I didn’t want to find out. I’m trying not to waste food and have it go in the landfill and be a worse climate warrior than I already am. Turns out, you can make a really tasty chicken dish with onions, spinach and buttermilk. Buttermilk roast chicken. It doesn’t actually call for spinach, but I put some in anyway. This is another feature of my cooking method.  I also noticed while reading through eleven screens of information to try and get to the recipe that the Irish pagan ceremony around Imbolc (start of Spring) involved serving buttermilk. Ah sure would you look at that!


(This is a slightly longer phrase than ah sure, look that the Irish use to denote mild interest rather than a desire to be somewhere else.)


It’s my birthday Thursday. I’m cooking dinner for some friends and I’m going to make the buttermilk chicken dish. Also colcannan, an ancient Irish recipe that calls for potatoes and cabbage. Because you know, Imbolc just happened, St. Patrick’s Day is nearly upon us, and also I have sprouting potatoes in my fridge. I’ve no cabbage but that shouldn’t pose a problem because I have spinach.


One challenge to cooking dinner for six when you live in a very small cabin is that you live in a very small cabin. To fit six people around the kitchen table, you have to move most of your living room furniture somewhere else. That would be the bedroom. But I did a dry run yesterday and I made it work without even having to move the couch. Everyone will fit around our circular table, which is the best way to sit dinner guests because then everyone is able to see everyone else. Also, if you are seated beside a boring person at a round table, you don’t have to overuse ah sure, look or try to speak behind their backs to the person beyond them. Instead, you can just swivel your head about and talk to a more interesting person somewhere around the table.

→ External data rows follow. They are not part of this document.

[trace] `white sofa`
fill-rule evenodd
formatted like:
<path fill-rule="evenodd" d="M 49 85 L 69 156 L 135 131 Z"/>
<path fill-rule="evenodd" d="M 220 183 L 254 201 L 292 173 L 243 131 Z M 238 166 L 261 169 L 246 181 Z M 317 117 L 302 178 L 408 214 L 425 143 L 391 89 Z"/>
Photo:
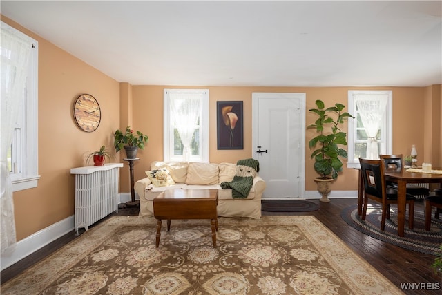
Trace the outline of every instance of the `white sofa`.
<path fill-rule="evenodd" d="M 140 198 L 140 214 L 153 215 L 153 199 L 166 189 L 218 189 L 219 216 L 261 217 L 261 197 L 265 189 L 265 182 L 258 173 L 246 198 L 233 198 L 231 189 L 222 189 L 220 183 L 231 182 L 236 171 L 236 164 L 209 164 L 187 162 L 153 162 L 151 171 L 166 169 L 173 181 L 170 185 L 155 186 L 149 178 L 137 181 L 134 188 Z M 148 173 L 148 171 L 146 171 Z M 155 180 L 153 180 L 155 181 Z M 173 183 L 174 182 L 174 183 Z"/>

Of course there won’t be any boring people at my birthday dinner. I’ve been in the Hudson Valley for three and a half years now and I’ve made some great friends. I hope they like buttermilk. If not, I have Guinness chocolates for dessert. I found them in Tops yesterday in the vast St. Patrick’s Day section that also featured seven thousand cans of Guinness plus  many Guinness-themed food items. The chocolates are in the shape of tiny pints. Get away out of that now! (Irish phrase denoting amazement.)


This will be my second birthday without my dad. Going on without him. If he were to be dining with us at my circular birthday table I can think of several of the jokes he would tell my guests. I would have heard all of these jokes before, but I would still find them funny because he was telling them. He would also find out things about my friends that I did not yet know, because he was interested in everyone. And he would really enjoy the tiny chocolate pints.


I hate that I’m talking about my dad in the past tense. But one day people will be speaking about me in the past tense, if they are speaking about me at all. I hope that they’ll be saying things like I’m still using her fabulous dinner method! Why, only the other day I made a dinner composed entirely of mustard, ketchup and moldy cabbage! and not ah sure, look.